Center for Freedom and Prosperity Foundation
For Immediate Release
Tuesday, January 3, 2017
New CF&P Paper Sounds Alarm on Proposed “Border Adjustment” in House GOP Tax Plan
VAT-like tax would pave the way for bigger government
(Washington, D.C., Tuesday, January 3, 2017) The Center for Freedom and Prosperity Foundation released today a new paper on the inclusion of border adjustability in the House GOP corporate tax reform blueprint. Authored by CF&P Director of Policy and Communications Brian Garst, the Policy Brief argues that the full long-term political and economic consequences of the change — which would impose a significant tax on all imports and a special exemption for all exports — are not being taken into account.
Entitled “Political and Economic Risks of a Destination-Based Cash Flow Tax,” the paper cautions against the hasty move to a destination-based cash flow tax (DBCFT). It gives four reasons why Republicans may be shooting themselves in the foot: 1) The DBCFT is similar to European-style VATs, which have served as a fuel for big government on the continent; 2) The WTO is unlikely to approve the tax as proposed, increasing the odds it will turn into a straight VAT; 3) There is reason to doubt that currency will adjust as completely as proponents suggest, leaving many consumers left paying higher prices; and, 4) as left-leaning supporters admit they desire, the tax will undermine international tax competition and thus make it easier for governments to raise taxes in the future.
CF&P President Andrew Quinlan said, “Tax reform can yield big benefits for America, but it’s very important to get it right. Unfortunately, the House GOP is considering doing the wrong thing, even if for the right reasons. We hope they’ll weigh the risks of this quasi-protectionist scheme and reconsider.”
The paper’s author, Brian Garst, commented, “Proponents of the DBCFT should recognize that those who want to raise taxes and grow government will take over at some point, and they’ll be thankful that the groundwork was laid for the imposition of a VAT in the United States.”

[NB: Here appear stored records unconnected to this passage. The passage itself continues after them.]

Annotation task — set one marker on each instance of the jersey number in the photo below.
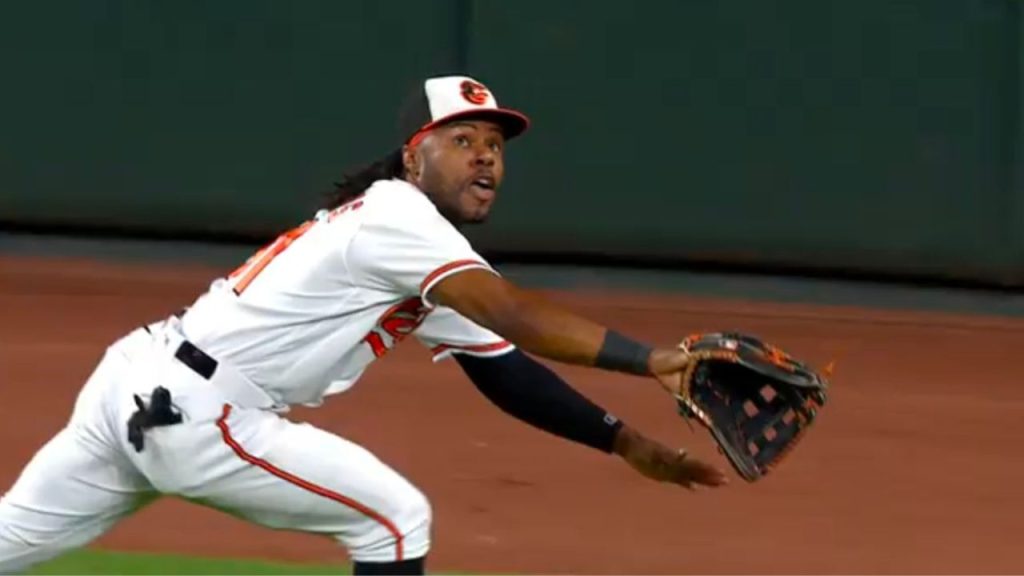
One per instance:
(396, 323)
(255, 264)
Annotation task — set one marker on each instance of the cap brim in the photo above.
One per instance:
(513, 123)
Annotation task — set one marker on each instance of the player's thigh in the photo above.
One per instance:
(68, 495)
(302, 478)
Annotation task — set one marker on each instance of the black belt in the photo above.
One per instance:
(199, 361)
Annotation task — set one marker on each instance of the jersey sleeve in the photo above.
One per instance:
(445, 332)
(410, 250)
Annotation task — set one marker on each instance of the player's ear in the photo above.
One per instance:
(411, 161)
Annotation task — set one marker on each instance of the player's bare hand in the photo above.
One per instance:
(662, 463)
(667, 366)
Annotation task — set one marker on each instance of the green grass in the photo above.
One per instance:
(100, 562)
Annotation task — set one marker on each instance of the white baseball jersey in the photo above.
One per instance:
(301, 320)
(305, 316)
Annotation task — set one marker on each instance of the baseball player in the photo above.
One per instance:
(192, 405)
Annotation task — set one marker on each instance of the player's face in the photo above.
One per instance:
(460, 167)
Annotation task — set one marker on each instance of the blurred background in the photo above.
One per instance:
(841, 177)
(871, 137)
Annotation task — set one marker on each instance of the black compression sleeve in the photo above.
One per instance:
(527, 389)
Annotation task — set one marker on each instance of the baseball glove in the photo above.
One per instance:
(756, 400)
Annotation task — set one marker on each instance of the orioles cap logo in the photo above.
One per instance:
(474, 92)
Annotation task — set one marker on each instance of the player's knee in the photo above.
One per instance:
(403, 534)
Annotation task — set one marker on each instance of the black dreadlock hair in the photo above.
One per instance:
(355, 183)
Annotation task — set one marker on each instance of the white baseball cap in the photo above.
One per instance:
(444, 98)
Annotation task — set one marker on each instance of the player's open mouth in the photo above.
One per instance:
(485, 182)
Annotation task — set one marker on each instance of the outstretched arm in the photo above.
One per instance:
(528, 391)
(540, 327)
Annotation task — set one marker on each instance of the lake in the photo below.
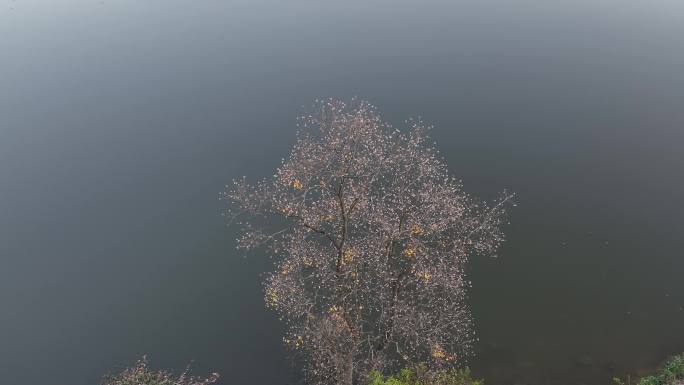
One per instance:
(121, 121)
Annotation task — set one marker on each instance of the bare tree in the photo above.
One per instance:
(370, 234)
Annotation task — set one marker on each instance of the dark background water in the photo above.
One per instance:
(121, 121)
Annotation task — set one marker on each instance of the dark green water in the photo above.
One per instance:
(120, 122)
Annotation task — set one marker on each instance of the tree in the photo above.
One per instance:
(370, 234)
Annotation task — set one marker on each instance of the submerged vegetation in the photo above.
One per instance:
(140, 374)
(371, 234)
(419, 375)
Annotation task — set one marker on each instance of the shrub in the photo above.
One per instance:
(420, 376)
(671, 373)
(140, 374)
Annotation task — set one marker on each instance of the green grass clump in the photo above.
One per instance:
(420, 376)
(671, 373)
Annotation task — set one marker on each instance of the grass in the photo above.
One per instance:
(671, 373)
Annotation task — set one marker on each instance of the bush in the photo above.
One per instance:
(420, 376)
(671, 373)
(140, 374)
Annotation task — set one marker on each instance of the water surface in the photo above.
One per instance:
(122, 120)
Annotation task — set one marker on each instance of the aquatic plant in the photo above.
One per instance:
(371, 234)
(419, 375)
(140, 374)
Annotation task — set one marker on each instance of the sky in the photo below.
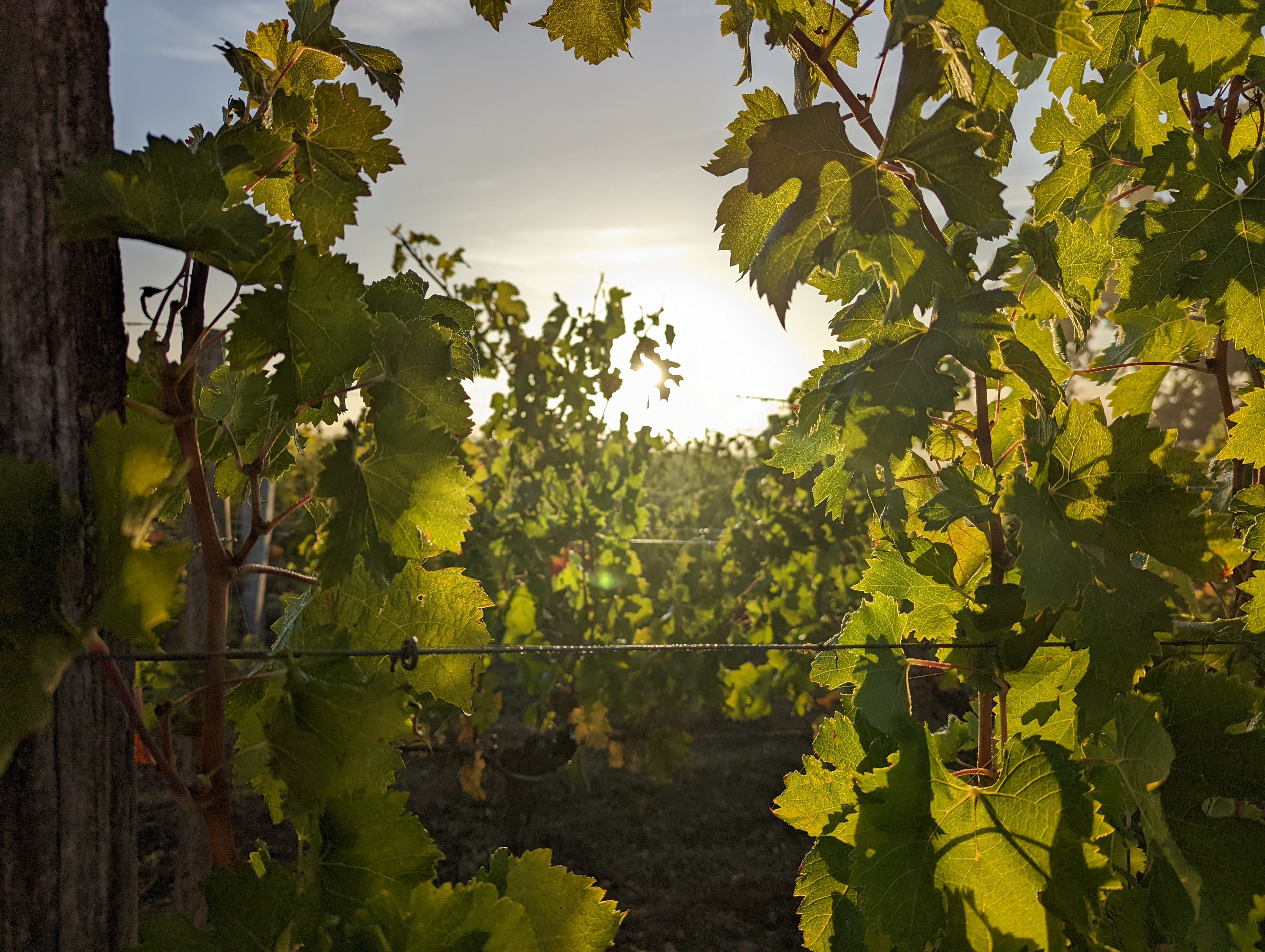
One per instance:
(551, 172)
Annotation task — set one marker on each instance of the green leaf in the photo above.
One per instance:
(317, 322)
(1116, 27)
(1204, 245)
(847, 204)
(331, 159)
(1246, 439)
(934, 602)
(943, 156)
(829, 917)
(882, 694)
(468, 917)
(816, 798)
(797, 454)
(371, 844)
(1134, 95)
(441, 609)
(406, 499)
(761, 105)
(1205, 716)
(832, 488)
(418, 364)
(35, 649)
(1043, 27)
(1041, 699)
(1204, 42)
(491, 11)
(314, 28)
(166, 194)
(1143, 755)
(136, 472)
(329, 734)
(971, 327)
(567, 912)
(1002, 858)
(1029, 367)
(746, 220)
(596, 29)
(966, 495)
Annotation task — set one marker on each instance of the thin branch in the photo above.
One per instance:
(878, 76)
(179, 791)
(1140, 363)
(861, 12)
(296, 506)
(237, 449)
(150, 411)
(200, 347)
(274, 167)
(157, 315)
(952, 425)
(1018, 444)
(254, 569)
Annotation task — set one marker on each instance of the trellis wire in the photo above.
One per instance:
(403, 653)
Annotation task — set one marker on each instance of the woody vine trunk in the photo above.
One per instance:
(68, 802)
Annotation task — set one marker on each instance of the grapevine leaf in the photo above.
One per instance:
(967, 494)
(567, 912)
(1163, 332)
(1143, 756)
(934, 602)
(971, 327)
(318, 322)
(329, 734)
(491, 11)
(797, 454)
(331, 157)
(832, 488)
(1210, 762)
(1134, 95)
(1041, 699)
(596, 29)
(472, 916)
(1116, 27)
(135, 473)
(418, 364)
(314, 28)
(818, 798)
(829, 917)
(894, 855)
(847, 203)
(1029, 367)
(441, 609)
(746, 220)
(882, 696)
(1204, 245)
(1043, 27)
(166, 194)
(1246, 439)
(371, 844)
(1204, 42)
(943, 156)
(761, 105)
(35, 649)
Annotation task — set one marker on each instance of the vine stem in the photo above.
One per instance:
(1140, 363)
(997, 567)
(102, 652)
(180, 403)
(821, 60)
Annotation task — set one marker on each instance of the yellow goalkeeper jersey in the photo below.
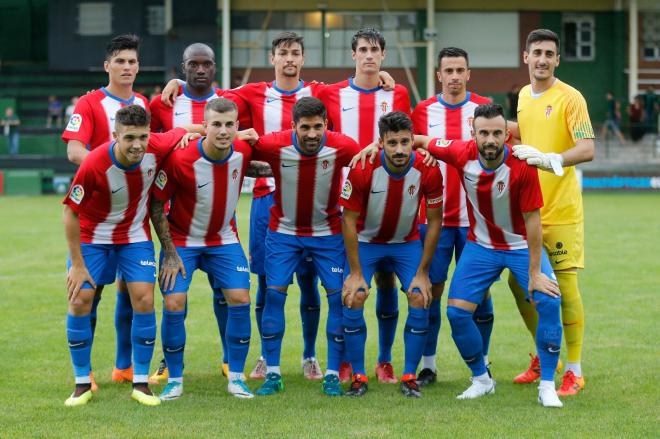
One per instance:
(554, 122)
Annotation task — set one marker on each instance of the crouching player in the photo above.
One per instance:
(204, 183)
(106, 211)
(381, 203)
(504, 198)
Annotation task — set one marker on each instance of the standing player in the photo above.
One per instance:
(204, 183)
(381, 205)
(354, 108)
(449, 116)
(553, 117)
(505, 232)
(92, 125)
(106, 213)
(307, 162)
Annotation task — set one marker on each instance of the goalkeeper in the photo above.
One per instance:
(553, 117)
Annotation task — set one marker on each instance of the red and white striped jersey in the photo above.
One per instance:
(271, 110)
(93, 119)
(354, 111)
(307, 185)
(204, 194)
(388, 203)
(436, 118)
(188, 110)
(112, 200)
(497, 198)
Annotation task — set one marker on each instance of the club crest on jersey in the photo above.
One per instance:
(77, 194)
(74, 123)
(161, 179)
(347, 190)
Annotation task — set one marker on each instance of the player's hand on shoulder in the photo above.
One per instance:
(250, 136)
(75, 279)
(369, 151)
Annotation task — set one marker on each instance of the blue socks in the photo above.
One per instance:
(79, 336)
(355, 338)
(435, 319)
(220, 311)
(272, 326)
(483, 317)
(334, 332)
(143, 336)
(173, 335)
(414, 338)
(310, 312)
(238, 336)
(467, 338)
(123, 319)
(548, 334)
(387, 311)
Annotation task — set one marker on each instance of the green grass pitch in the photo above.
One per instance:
(621, 360)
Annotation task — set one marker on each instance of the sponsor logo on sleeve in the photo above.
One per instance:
(74, 123)
(77, 194)
(161, 179)
(347, 190)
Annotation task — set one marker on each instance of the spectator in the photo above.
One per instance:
(10, 124)
(54, 112)
(70, 108)
(612, 118)
(636, 115)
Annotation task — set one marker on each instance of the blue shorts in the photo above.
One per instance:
(259, 218)
(451, 243)
(479, 267)
(403, 259)
(226, 265)
(135, 261)
(284, 252)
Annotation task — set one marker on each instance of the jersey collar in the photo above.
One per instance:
(215, 162)
(454, 106)
(123, 101)
(392, 174)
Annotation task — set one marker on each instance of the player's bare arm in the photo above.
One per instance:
(421, 279)
(355, 281)
(78, 273)
(171, 264)
(537, 280)
(76, 151)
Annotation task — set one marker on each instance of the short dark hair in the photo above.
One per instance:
(453, 52)
(220, 105)
(286, 39)
(371, 35)
(132, 115)
(538, 35)
(122, 42)
(488, 111)
(394, 122)
(308, 107)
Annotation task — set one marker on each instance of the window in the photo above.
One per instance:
(95, 19)
(579, 34)
(651, 35)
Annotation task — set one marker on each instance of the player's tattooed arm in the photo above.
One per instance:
(78, 273)
(258, 169)
(171, 263)
(537, 280)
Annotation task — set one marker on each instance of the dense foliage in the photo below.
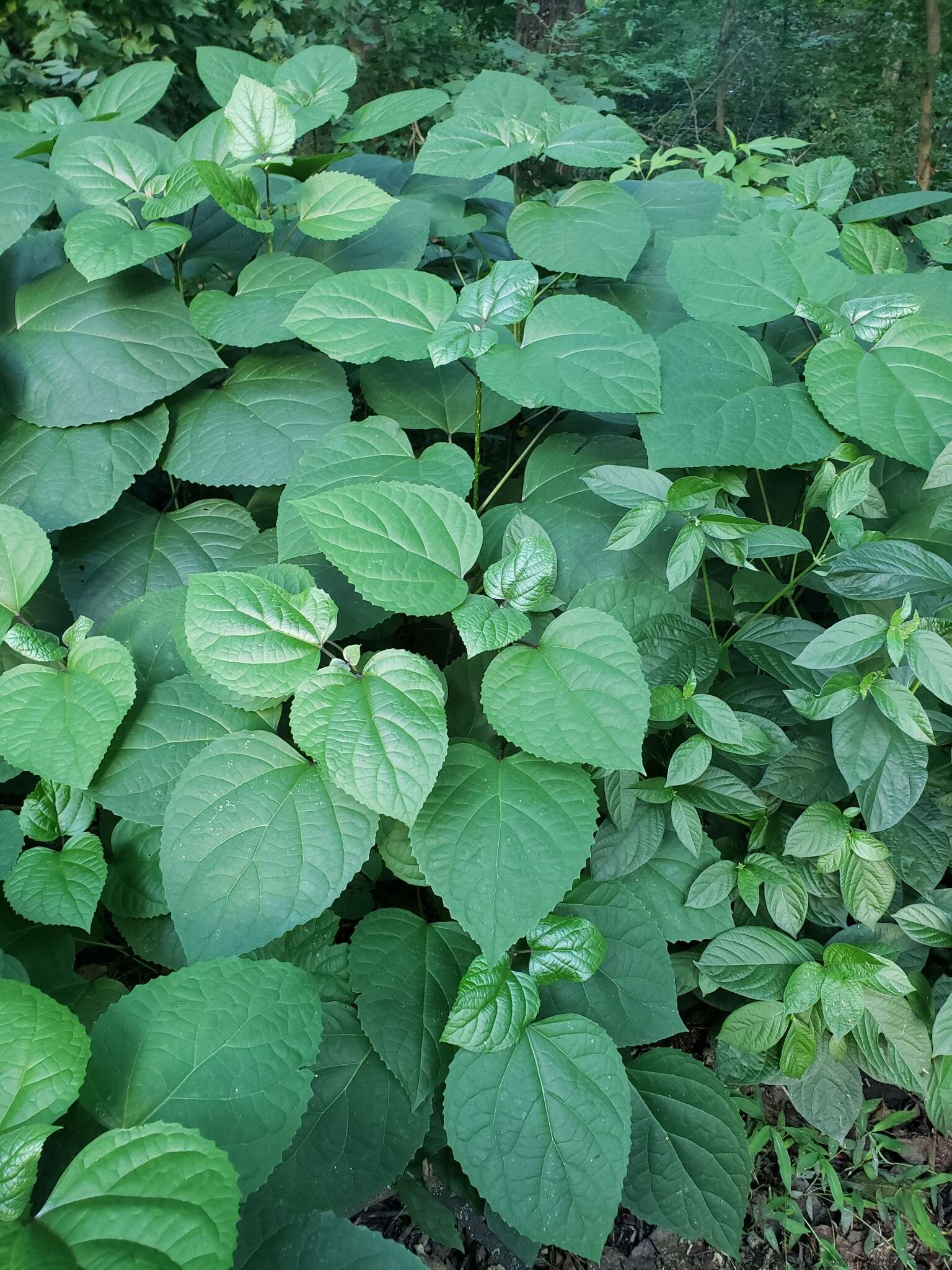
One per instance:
(448, 647)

Additional comments from experts:
Dan Mitchell, Senior Fellow at the Cato Institute, said, “Destination-based tax systems are designed to undermine tax competition, which is a top selling point for those on the left who support the DBCFT. Combined with the fact that this system is likely a stepping stone for a VAT, the DBCFT is both risky and unnecessary.”
Mercatus Center Senior Fellow Veronique de Rugy added, “The current plan is based on wishful thinking and threatens to undo decades of hard work from free market reformers. Proponents can cross their fingers and hope that the massive consumer price increases will be entirely offset by currency adjustments, or that future politicians won’t jump at the opportunity to raise taxes in an environment where taxpayers can no longer flee from onerous rates. Unfortunately, reality isn’t likely to prove so accommodating.”